PGC submits a coordinated tasking plan for the Arctic in late January and for the Antarctic in late July.
The timing of these tasking submissions corresponds to when sufficient sunlight and sun angles permit optical imagery collections to begin in each region.
Tasking is not PGC control over the satellite on a daily basis. Maxar ultimately controls what is collected and when.
Note: Only under extreme circumstances will this tasking plan change after it has been submitted as it is designed to meet the needs of all science and logistics groups equally.
Tasking Parameters
Monoscopic imagery is collected in a single swath. In-track stereoscopic collections are two image swaths collected at two intervals over the same extent, just seconds apart.
Panchromatic is grayscale imagery collected at native resolution, with pixel sizes between 30cm and 50cm depending on the collection angle. All Maxar satellites that PGC tasks have a panchromatic band.
Multispectral imagery contains several bands (e.g. red, blue, green, near-infrared, etc.) that are lower resolution, ranging from 1.2m to 2.4m, depending on the sensor and collection angle.
Frequency refers to how often a single point target can be collected by a satellite.
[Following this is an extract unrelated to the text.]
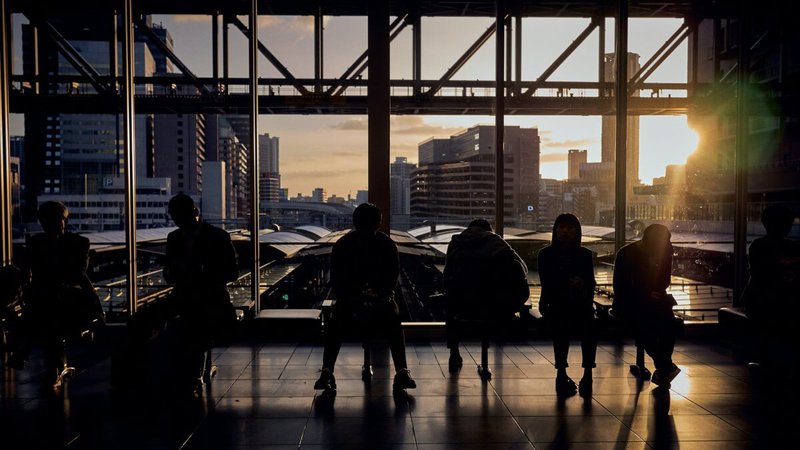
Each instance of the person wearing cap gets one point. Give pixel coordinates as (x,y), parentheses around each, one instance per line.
(365,267)
(642,274)
(56,260)
(200,261)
While each satellite may have a revisit time over a location of just 1 to 2 days, in practice the sensor is limited to how often it can actually image a certain target (see limitations below).
For monoscopic collections, the highest collection frequency PGC can request is once every two weeks.
For stereo collections, the highest frequency to collect a target is once every month.
Unfortunately, this does not guarantee any target will be collected at the requested frequency, but rather serves as guidance to the Maxar collection planners who coordinate our tasking requests among the hundreds of others submitted by various customers and entities.
Limitations
There is no guarantee that any target location you specify will be collected.
This is due to natural conditions (e.g. clouds, fog, shadows, sun-angle), commercial competition, satellite capacity, or nearby sites that have higher priority.
However, because PGC manages a large amount of tasking in the polar regions for our core users, we coordinate all the requests and submit a plan that maximizes imagery collection potential for all users.
At this time, the PGC is only able to submit point targets on behalf of our users for image acquisitions. We cannot accept polygonal or linear targets.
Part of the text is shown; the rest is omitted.